As regards learned CIT(A)’s contention that money advanced to M/s. Sapphire Land Development Pvt. Ltd. is not supported by the MOU it has been claimed that there was fire in the office premises of HDIL (HDIL towers) in which entire records, data documents were burnt/destroyed. In this regard learned counsel placed reliance upon the decision of Hon'ble Bombay High Court decision in the case of Pr.CIT, Panjaji Vs. Milroc Good Earth Property & Developers LLP (93 Taxmann.com 484). Learned counsel placed reliance on several other decisions in this regard.
Per contra, learned Departmental Representative submitted that the assessee is making a self serving statement without any documentation. The 4 M/s. Bidco Studs Pvt. Ltd.
assessee has diverted the loan taken to M/s. Sapphire Land Development Pvt. Limited. Without any income or any corresponding receipt, it is claiming expenses of Rs. 1,37,08,728/- as expenses, which is not at all permissible.

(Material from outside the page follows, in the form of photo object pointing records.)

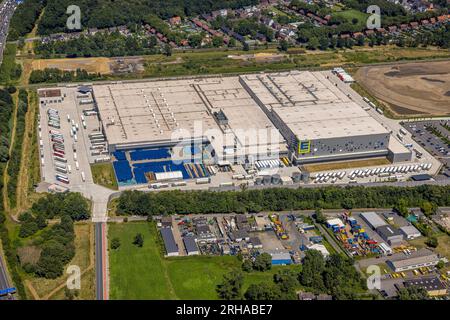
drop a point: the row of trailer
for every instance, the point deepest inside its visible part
(98, 147)
(328, 176)
(387, 171)
(268, 164)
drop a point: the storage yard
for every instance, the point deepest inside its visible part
(419, 88)
(284, 236)
(221, 132)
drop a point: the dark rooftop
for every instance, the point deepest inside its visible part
(169, 240)
(255, 241)
(421, 177)
(429, 284)
(190, 244)
(388, 231)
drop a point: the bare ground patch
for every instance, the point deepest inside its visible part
(418, 88)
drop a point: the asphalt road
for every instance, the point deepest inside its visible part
(4, 281)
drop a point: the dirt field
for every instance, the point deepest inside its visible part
(91, 65)
(346, 164)
(419, 88)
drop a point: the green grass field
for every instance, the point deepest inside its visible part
(142, 273)
(10, 71)
(350, 14)
(137, 273)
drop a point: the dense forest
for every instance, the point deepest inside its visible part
(6, 113)
(107, 13)
(25, 18)
(55, 242)
(52, 75)
(99, 45)
(278, 199)
(335, 276)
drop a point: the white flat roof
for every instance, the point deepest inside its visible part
(311, 106)
(165, 110)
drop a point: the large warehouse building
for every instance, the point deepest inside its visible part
(319, 122)
(301, 116)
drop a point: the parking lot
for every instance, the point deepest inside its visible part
(64, 138)
(431, 142)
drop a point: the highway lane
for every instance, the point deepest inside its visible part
(7, 8)
(4, 280)
(100, 261)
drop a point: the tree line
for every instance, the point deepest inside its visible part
(335, 276)
(54, 75)
(111, 44)
(6, 112)
(16, 152)
(55, 242)
(277, 199)
(25, 17)
(105, 13)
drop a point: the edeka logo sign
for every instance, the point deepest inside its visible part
(304, 147)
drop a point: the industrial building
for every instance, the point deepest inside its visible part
(433, 285)
(373, 219)
(417, 259)
(391, 235)
(319, 247)
(190, 246)
(169, 242)
(216, 111)
(237, 119)
(281, 258)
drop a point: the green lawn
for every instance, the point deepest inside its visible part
(137, 273)
(10, 71)
(142, 273)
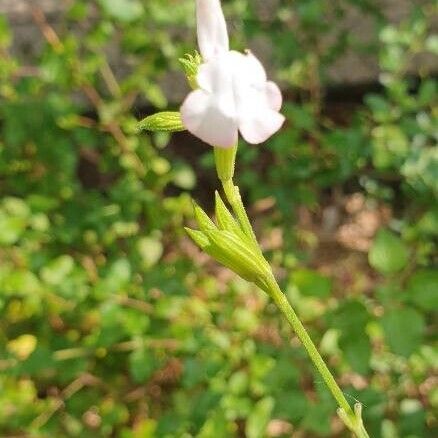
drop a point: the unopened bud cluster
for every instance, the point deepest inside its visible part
(228, 244)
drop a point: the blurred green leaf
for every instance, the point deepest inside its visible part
(404, 329)
(258, 419)
(388, 253)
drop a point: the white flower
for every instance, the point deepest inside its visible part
(234, 93)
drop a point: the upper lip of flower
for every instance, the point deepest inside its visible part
(234, 94)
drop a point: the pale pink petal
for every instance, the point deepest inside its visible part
(212, 28)
(204, 117)
(273, 95)
(217, 74)
(261, 124)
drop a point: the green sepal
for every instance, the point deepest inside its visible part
(168, 121)
(225, 160)
(225, 219)
(204, 222)
(198, 237)
(236, 255)
(191, 65)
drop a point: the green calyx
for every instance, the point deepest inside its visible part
(168, 121)
(228, 244)
(191, 65)
(225, 160)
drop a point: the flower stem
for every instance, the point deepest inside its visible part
(283, 304)
(352, 419)
(233, 195)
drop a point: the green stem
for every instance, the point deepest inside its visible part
(353, 420)
(233, 195)
(283, 304)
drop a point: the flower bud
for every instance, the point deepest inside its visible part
(169, 121)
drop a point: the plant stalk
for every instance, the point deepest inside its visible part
(352, 419)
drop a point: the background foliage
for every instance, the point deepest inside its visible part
(113, 324)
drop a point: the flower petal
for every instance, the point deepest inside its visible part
(203, 115)
(260, 124)
(273, 95)
(212, 28)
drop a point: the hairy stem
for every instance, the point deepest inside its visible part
(352, 419)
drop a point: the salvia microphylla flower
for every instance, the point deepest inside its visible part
(234, 93)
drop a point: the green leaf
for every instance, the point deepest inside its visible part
(388, 253)
(259, 418)
(123, 10)
(423, 289)
(151, 250)
(311, 283)
(141, 365)
(403, 330)
(57, 270)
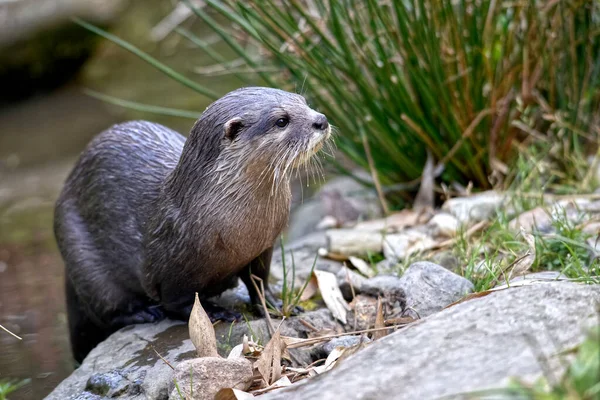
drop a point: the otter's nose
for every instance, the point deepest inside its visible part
(321, 122)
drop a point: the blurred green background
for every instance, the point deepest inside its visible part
(499, 94)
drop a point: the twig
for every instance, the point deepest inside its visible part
(261, 296)
(10, 333)
(308, 342)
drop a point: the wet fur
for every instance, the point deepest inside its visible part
(147, 218)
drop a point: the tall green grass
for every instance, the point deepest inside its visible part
(471, 81)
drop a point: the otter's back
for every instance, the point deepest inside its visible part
(108, 195)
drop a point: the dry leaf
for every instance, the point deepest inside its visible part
(362, 266)
(379, 321)
(269, 362)
(284, 381)
(233, 394)
(424, 199)
(202, 332)
(331, 294)
(523, 264)
(236, 352)
(311, 289)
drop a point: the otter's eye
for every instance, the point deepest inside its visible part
(282, 122)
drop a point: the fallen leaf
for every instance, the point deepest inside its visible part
(424, 199)
(232, 394)
(284, 381)
(312, 287)
(269, 362)
(379, 321)
(362, 266)
(236, 352)
(333, 357)
(202, 332)
(332, 296)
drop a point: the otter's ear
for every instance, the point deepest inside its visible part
(233, 127)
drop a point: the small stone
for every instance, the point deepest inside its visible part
(399, 246)
(539, 276)
(446, 259)
(430, 287)
(444, 224)
(344, 341)
(202, 378)
(352, 242)
(381, 284)
(480, 207)
(363, 313)
(347, 278)
(536, 219)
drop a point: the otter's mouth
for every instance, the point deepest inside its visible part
(314, 144)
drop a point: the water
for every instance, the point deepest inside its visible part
(39, 140)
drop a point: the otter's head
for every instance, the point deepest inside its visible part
(260, 129)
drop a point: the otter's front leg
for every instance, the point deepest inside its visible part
(259, 267)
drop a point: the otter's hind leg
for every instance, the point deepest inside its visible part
(98, 304)
(259, 267)
(84, 334)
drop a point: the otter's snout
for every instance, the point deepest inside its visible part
(320, 122)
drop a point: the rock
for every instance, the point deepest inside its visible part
(347, 277)
(202, 378)
(537, 219)
(342, 198)
(479, 207)
(344, 341)
(430, 287)
(444, 224)
(539, 276)
(381, 284)
(127, 366)
(447, 259)
(398, 246)
(362, 314)
(350, 242)
(475, 345)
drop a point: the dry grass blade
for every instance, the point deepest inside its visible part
(425, 199)
(379, 321)
(284, 381)
(233, 394)
(362, 266)
(269, 362)
(202, 332)
(332, 296)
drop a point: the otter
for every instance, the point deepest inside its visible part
(147, 218)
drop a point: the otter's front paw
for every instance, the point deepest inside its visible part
(142, 316)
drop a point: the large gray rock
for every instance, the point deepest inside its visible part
(430, 287)
(479, 207)
(127, 364)
(475, 345)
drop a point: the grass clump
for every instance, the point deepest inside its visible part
(8, 386)
(470, 81)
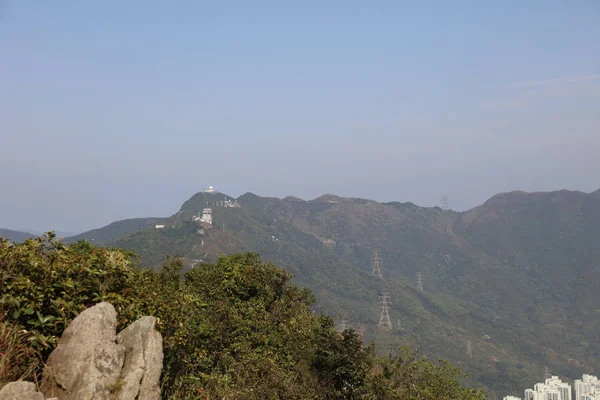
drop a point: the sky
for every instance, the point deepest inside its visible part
(113, 110)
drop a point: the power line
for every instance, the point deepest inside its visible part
(469, 350)
(444, 202)
(419, 282)
(384, 318)
(343, 325)
(377, 263)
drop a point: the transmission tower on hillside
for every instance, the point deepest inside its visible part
(469, 350)
(377, 263)
(384, 319)
(444, 202)
(343, 326)
(547, 373)
(419, 282)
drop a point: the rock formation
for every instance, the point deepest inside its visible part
(20, 390)
(143, 360)
(92, 362)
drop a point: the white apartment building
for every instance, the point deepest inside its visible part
(552, 389)
(587, 388)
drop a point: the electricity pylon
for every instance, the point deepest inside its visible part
(419, 282)
(343, 326)
(384, 319)
(469, 350)
(377, 263)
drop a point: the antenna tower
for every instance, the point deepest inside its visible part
(547, 373)
(419, 282)
(377, 263)
(384, 319)
(469, 350)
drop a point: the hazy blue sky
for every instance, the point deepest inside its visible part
(118, 109)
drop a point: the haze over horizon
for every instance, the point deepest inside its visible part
(118, 110)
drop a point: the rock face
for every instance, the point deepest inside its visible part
(92, 362)
(87, 362)
(143, 360)
(20, 390)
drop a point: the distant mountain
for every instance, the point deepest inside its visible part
(115, 230)
(518, 276)
(60, 234)
(15, 236)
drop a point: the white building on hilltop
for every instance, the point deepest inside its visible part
(206, 216)
(552, 389)
(587, 388)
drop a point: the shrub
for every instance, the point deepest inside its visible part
(18, 360)
(236, 329)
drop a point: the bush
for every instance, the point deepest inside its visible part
(236, 329)
(18, 360)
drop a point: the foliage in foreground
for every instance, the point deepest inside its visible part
(236, 329)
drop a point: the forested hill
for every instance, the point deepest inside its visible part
(15, 236)
(518, 276)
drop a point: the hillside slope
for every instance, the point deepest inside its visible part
(114, 230)
(518, 276)
(15, 236)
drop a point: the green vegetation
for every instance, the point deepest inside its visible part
(517, 276)
(235, 329)
(15, 236)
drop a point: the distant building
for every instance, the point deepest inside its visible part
(231, 203)
(587, 388)
(552, 389)
(206, 216)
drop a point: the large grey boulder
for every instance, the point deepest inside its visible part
(20, 390)
(87, 362)
(143, 360)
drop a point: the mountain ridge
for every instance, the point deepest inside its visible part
(511, 275)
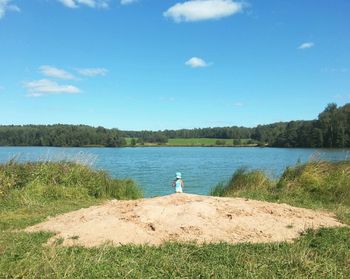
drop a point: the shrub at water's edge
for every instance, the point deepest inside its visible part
(316, 184)
(252, 184)
(44, 182)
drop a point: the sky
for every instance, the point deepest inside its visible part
(156, 64)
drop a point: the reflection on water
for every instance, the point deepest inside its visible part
(154, 167)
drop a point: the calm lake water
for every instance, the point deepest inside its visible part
(154, 167)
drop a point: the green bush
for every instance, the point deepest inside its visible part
(244, 183)
(315, 184)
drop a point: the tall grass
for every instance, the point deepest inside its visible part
(30, 191)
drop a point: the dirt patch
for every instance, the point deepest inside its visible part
(183, 217)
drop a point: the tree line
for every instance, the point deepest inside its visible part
(331, 129)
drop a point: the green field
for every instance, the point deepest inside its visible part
(29, 193)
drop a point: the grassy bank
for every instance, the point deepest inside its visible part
(317, 184)
(27, 198)
(206, 142)
(29, 192)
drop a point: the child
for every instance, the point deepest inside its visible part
(178, 183)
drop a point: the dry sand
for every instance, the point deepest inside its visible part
(183, 217)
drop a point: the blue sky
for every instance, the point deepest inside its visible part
(150, 64)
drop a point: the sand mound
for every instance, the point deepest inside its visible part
(183, 217)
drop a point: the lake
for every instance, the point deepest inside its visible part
(154, 167)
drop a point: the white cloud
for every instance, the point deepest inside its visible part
(127, 2)
(335, 70)
(6, 6)
(54, 72)
(197, 10)
(90, 3)
(306, 45)
(92, 72)
(196, 62)
(44, 87)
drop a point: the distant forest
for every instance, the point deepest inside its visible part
(331, 129)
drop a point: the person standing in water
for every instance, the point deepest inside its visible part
(178, 183)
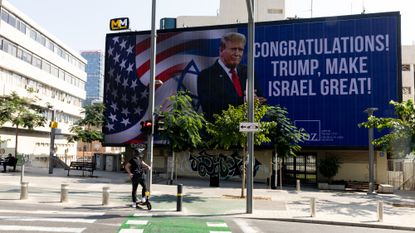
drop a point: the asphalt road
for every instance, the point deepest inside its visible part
(271, 226)
(16, 216)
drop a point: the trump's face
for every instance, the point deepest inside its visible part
(232, 54)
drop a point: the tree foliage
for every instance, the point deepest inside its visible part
(88, 129)
(182, 123)
(20, 112)
(284, 134)
(400, 139)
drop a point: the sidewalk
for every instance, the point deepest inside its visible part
(340, 208)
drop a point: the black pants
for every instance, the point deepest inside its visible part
(136, 181)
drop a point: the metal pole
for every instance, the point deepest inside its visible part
(179, 197)
(313, 207)
(251, 32)
(52, 142)
(380, 211)
(370, 190)
(64, 192)
(152, 92)
(105, 195)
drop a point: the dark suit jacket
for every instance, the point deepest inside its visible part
(215, 89)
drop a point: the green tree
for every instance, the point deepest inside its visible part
(182, 124)
(225, 133)
(328, 167)
(285, 136)
(88, 129)
(400, 139)
(20, 112)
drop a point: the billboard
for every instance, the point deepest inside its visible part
(325, 71)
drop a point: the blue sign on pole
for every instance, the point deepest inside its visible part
(325, 71)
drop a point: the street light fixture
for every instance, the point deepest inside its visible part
(53, 125)
(370, 190)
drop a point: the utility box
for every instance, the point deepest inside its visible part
(112, 162)
(100, 161)
(385, 188)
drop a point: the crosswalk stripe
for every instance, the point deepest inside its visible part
(215, 224)
(143, 215)
(131, 231)
(137, 222)
(30, 219)
(53, 212)
(42, 229)
(246, 228)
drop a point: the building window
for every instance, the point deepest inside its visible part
(406, 90)
(4, 15)
(406, 67)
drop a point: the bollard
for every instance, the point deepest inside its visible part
(313, 207)
(64, 192)
(179, 197)
(24, 190)
(105, 195)
(380, 211)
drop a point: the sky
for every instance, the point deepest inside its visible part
(82, 24)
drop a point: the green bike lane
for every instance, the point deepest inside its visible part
(139, 224)
(199, 215)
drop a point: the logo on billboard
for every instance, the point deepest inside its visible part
(119, 24)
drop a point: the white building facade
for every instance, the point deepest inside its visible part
(408, 72)
(30, 57)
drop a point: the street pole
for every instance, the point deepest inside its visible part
(152, 92)
(251, 32)
(370, 190)
(52, 141)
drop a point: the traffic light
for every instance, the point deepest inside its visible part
(146, 126)
(159, 126)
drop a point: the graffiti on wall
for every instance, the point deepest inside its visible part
(225, 166)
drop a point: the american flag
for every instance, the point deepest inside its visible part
(180, 57)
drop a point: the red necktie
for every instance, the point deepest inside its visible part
(236, 82)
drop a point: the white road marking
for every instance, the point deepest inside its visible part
(30, 219)
(41, 229)
(137, 222)
(245, 227)
(143, 215)
(53, 212)
(215, 224)
(131, 231)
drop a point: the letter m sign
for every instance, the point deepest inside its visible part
(119, 24)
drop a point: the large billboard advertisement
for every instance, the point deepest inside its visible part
(325, 71)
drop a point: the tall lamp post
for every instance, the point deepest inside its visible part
(370, 190)
(152, 90)
(251, 158)
(53, 126)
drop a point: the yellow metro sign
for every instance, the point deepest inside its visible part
(119, 24)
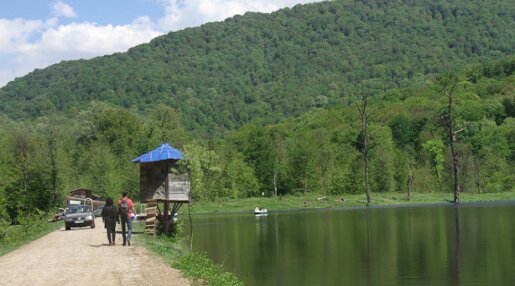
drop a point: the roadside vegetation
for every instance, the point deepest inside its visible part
(195, 266)
(29, 228)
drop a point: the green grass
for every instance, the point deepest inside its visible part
(31, 228)
(195, 266)
(343, 201)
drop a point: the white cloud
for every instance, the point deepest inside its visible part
(29, 44)
(54, 43)
(61, 9)
(180, 14)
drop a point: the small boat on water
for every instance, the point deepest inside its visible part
(260, 212)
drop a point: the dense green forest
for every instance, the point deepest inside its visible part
(317, 152)
(262, 68)
(267, 103)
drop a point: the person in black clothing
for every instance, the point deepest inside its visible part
(110, 217)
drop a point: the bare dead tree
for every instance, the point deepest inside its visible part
(447, 85)
(364, 114)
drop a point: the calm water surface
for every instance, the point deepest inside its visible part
(445, 245)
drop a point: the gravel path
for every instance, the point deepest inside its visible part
(81, 256)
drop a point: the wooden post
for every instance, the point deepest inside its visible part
(167, 197)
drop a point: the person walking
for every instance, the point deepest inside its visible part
(127, 212)
(110, 217)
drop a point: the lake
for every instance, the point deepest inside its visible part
(423, 245)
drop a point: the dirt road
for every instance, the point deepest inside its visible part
(81, 256)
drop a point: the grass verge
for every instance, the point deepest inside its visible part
(30, 228)
(195, 266)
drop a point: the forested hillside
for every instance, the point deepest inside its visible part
(319, 152)
(263, 68)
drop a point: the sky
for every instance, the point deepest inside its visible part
(38, 33)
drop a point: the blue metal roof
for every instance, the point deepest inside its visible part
(161, 153)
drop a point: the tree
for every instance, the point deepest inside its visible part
(446, 85)
(364, 115)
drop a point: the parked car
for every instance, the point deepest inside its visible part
(79, 216)
(98, 210)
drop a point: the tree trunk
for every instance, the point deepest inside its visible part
(364, 114)
(478, 174)
(452, 139)
(410, 182)
(275, 179)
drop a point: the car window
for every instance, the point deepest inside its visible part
(78, 209)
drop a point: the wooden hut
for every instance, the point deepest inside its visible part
(159, 182)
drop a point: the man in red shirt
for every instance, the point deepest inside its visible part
(127, 212)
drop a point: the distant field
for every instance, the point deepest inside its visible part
(324, 201)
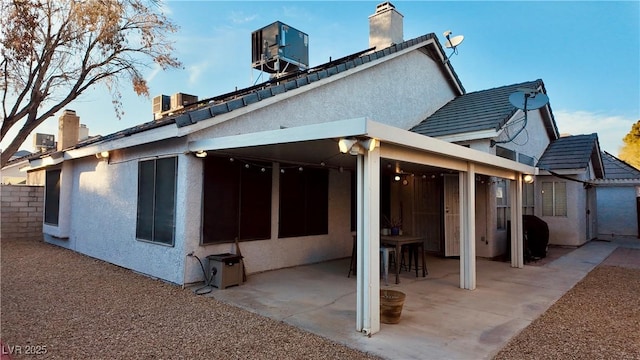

Upon careful consideration, I note that as pointed out by learned CIT(A) the assessee’s submissions are self serving statement. There is no documentation to support that advances of Rs. 30 crores given to M/s. Sapphire Land Development Pvt. Ltd. was part of consideration for purchase of TDR. The assessee has given a story that documents got destroyed in fire in HDIL. It was also similarly pleaded before the ITAT in assessee’s own case in earlier. This conduct of the assessee shows that the assessee is in habit of not showing documents on a plea of its documents having got burnt in its group company HDIL Tower. In assessee’s own case in earlier year also the Tribunal has remitted the matter on the ground that no document was shown on the plea that documents were got burnt in fire. In my considered opinion assessee has no documents and the claim is that the same have got burnt in a fire. Assessee’s claim is not bonafide. Facts of the case clearly indicate that the assessee has diverted funds for no benefit. In this view of the matter I do not find any cogency in the order of learned CIT(A). The case laws relied upon are not at all applicable on the facts of the case. In this case it is amply clear that the HDIL group company has diverted funds to other HDIL group company without any benefit and has incurred interest expenditure which cannot be allowed as business expenditure. In this view of the matter, I do not find any infirmity in the orders of the authorities below. Accordingly, I uphold the same.
In the result, this appeal filed by the assessee stands dismissed. Order has been pronounced in the Court on 09.10.2019.